Setting `pad_token_id` to `eos_token_id`:0 for open-end generation.


Looks mainly good, but still uses >=. Let's check pass@1 for 2 samples from the code and 1 additional that the buggy version should fail:

In [190]:
predictions = [[decoded]]
references = ["""assert has_subsequence_with_sum_greater_than([1.0, 2.0, 3.0], 5.0)==True
assert has_subsequence_with_sum_greater_than([1.0, 2.0, 3.0], 10.0)==False
assert has_subsequence_with_sum_greater_than([1.0, 2.0, 3.0], 6.0)==False"""]

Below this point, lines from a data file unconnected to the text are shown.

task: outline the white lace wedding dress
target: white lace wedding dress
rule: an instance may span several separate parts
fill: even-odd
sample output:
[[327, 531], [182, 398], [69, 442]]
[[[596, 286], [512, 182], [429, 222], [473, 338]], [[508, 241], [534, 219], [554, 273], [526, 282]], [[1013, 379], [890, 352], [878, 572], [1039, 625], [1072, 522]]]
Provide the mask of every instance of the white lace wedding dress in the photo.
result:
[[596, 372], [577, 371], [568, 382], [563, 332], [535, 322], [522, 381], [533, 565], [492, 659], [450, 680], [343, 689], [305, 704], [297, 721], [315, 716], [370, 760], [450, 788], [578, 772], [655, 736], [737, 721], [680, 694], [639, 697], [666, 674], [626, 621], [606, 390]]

pass_at_k, results = compute_code_eval(references=references, predictions=predictions, k=[1,2])
pass_at_k

{'pass@1': 0.0}

Since it does not pass all the tested - the function is incorrect. And since we have only 1 pair we get pass@1 0. It's actualy stupid. But I mean it passes the tests. Let's add the test to check exactly our case. We only change ```func```:

In [191]:
func = func = '''from typing import List
from itertools import combinations

def has_subsequence_with_sum_greater_than(numbers: List[float], value: float) -> bool:
    """
    Check if in the given list of numbers, there is any subsequence of any length whose sum is strictly greater than the specified value.
    >>> has_subsequence_with_sum_greater_than([1.0, 2.0, 3.0], 5.0)
    True
    >>> has_subsequence_with_sum_greater_than([1.0, 2.0, 3.0], 6.0)
    False
    >>> has_subsequence_with_sum_greater_than([1.0, 2.0, 3.0], 10.0)
    False
    """
    for length in range(1, len(numbers) + 1):
        for subset in combinations(numbers, length):
            if sum(subset) >= value:
                return True
    return False'''

In [194]:
# create whole prompt+sample
whole_sample = create_sample_and_print(func_name, func, func_start)
# tokenize
inputs = tokenizer.encode_plus(whole_sample, return_attention_mask=True, return_tensors="pt").to(device)
# generate answer
decoded = generate_code(model, tokenizer, inputs)
# add the start of the function
decoded = func_start + decoded
# print
print_code(decoded, language="python")

Setting `pad_token_id` to `eos_token_id`:0 for open-end generation.


In [195]:
pass_at_k, results = compute_code_eval(references=references, predictions=predictions, k=[1,2])
pass_at_k

{'pass@1': 0.0}

I tried 10 different prompts (adding "strictly", examples, formats and so on) but it never generated just > instead of >= unfortunately. Maybe I have a mistake somewhere in the prompt spelling or maybe there were no samples of using ```combinations``` in the training set haha.